Web3 startup Privy announced today that it has raised $8.3 million in seed funding led by Sequoia Capital and BlueYard Capital.

Privy builds simple APIs to help developers manage user data privately in Web3. Privy allows them to take user data directly from their front-ends and link it to their users’ on-chain addresses. The data is encrypted end-to-end and bypasses developer stacks, protecting user information.

CEO and founder Henri Stern told VentureBeat the funding will “help us grow our team, scale our APIs, and build partnerships to help developers in the space build better, more private products for their users.”

“Personal data today comes with regulatory overhead, frequent breaches, and deep mismatch with users — and most developers don’t want to go near it,” Stern said. “But with no user data, we’re flying blind, forced to build for wallets rather than people, with no real understanding of our users behind the uses we see across the chain.”

Blockchains are transparent by nature. Encrypting user data is not a solution to these problems, as encryption breaks down over time. So what should developers do with user PII? Privy exists to bridge the gap between real (off-chain) user data and the on-chain (public, verifiable) world.

Cryptocurrency attracts a large audience

Currently, more than 300 million people use cryptocurrency and that number will only grow. As this next-generation sector will reshape much of the Internet, finance, and even our culture, this wider adoption of crypto puts developers building apps in Web3 in a challenging position: More users means more data. More data means more problems for companies handling personal data, all of which puts developers in increasingly vulnerable positions.
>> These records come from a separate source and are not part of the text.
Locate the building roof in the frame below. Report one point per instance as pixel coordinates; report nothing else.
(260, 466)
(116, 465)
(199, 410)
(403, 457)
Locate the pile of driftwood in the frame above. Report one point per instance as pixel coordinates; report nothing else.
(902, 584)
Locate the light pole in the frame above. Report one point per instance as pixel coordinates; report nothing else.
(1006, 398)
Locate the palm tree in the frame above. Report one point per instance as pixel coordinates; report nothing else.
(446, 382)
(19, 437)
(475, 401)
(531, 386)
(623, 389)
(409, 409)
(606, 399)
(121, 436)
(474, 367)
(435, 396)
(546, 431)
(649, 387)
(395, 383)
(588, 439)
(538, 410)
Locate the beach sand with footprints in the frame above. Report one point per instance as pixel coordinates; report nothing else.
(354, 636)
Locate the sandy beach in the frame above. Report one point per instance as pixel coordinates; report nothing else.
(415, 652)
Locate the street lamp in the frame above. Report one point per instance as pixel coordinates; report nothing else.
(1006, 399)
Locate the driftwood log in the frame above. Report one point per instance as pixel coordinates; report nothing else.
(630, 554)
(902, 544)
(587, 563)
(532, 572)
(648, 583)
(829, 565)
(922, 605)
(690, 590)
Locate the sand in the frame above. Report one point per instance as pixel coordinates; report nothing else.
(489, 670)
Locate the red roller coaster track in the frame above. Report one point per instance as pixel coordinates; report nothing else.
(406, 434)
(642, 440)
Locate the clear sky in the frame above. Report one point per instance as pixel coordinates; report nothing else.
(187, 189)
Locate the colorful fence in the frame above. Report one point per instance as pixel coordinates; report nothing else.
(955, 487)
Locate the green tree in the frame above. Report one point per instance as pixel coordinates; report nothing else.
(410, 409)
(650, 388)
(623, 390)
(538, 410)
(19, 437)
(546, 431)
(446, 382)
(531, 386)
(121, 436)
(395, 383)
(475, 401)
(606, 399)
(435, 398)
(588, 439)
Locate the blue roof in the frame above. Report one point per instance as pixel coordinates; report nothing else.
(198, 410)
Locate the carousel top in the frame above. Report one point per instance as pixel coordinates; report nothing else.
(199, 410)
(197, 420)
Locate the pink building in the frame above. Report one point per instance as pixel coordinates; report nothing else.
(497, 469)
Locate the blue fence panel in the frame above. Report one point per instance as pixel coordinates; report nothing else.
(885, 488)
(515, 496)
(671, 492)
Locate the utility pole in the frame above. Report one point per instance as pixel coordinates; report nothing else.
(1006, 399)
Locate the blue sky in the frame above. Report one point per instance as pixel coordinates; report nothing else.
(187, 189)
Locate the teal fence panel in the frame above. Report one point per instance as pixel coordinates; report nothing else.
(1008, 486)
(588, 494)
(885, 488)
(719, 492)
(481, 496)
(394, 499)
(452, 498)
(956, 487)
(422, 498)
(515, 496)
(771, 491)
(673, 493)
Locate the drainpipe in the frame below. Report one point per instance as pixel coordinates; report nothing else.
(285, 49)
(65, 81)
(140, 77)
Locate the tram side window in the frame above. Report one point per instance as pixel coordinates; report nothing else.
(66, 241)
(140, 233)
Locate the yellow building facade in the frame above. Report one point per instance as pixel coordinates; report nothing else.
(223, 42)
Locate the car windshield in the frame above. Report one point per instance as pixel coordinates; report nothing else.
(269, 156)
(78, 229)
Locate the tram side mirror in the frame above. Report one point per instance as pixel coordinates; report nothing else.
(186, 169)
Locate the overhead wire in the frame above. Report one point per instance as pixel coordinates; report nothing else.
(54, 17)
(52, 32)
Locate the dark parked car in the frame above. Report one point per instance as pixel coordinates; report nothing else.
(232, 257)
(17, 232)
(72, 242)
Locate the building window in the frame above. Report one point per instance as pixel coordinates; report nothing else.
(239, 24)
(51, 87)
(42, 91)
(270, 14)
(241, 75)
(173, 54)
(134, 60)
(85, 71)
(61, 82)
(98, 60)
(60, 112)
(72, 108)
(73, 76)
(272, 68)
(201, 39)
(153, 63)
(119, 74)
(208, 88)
“The lack of user data in Web3 has led to terrible user experiences for those accustomed to the modern web,” Stern says. “Things like the inability to receive an email when you’re about to be liquidated, or the need to keep logging in and out of dapps to see activity across different wallets. You don’t have to mine your users’ data or put your users at risk to ship great products.”

How Privy’s API works

Privy allows developers to encrypt user data directly from the app’s front-end and associate private data with on-chain addresses. This allows developers to achieve the following:

Text or email users without processing their personal information directly Include financial and compliance data without storing it on your stack Provide a unified user interface across wallets and chains without doxxing your users

Privy gives developers data vaults where they can secure user data and keep it under the control of the users, Stern said.

“This is just the beginning,” Stern says. “The next generation of data tooling should keep users informed and in control of their data on the Internet. As Web3 matures, we see an opportunity to reinvent the data paradigms that have failed us over the past 30 years and put users back in control of their online data.”